Blaire finished the last of her water and placed the glass down. She stood, not with the hurried energy of someone in a rush to leave, but with the calm of someone who had made a decision. As she walked away, she didn’t look back. She didn’t need to. Her path led straight to the elevator.
Isaline watched her go. This was the moment. The unspoken invitation. She took a final sip of her now-lukewarm tea, pushed her chair back, and stood. She followed Blaire’s wake with steps bold and sure.
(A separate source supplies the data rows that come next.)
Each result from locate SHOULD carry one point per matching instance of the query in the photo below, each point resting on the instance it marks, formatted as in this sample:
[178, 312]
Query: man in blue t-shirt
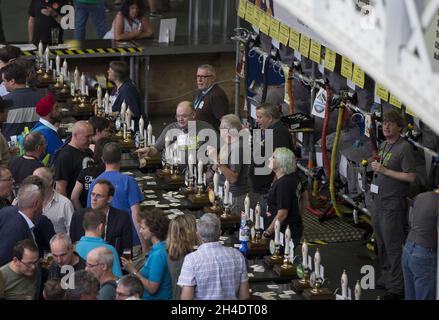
[127, 196]
[50, 115]
[94, 225]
When Blaire pressed the call button, Isaline came to a stop beside her.
Not too close, but near enough that the space between them was electric with intent.
The elevator arrived with a soft chime. The doors slid open to reveal an empty space.
Blaire stepped inside, turning to face the front.
She didn’t look at Isaline. She simply waited.
Isaline stepped in behind her, the choice made. The heavy bronze doors slid shut, sealing them into a narrow cage of nerves and desire.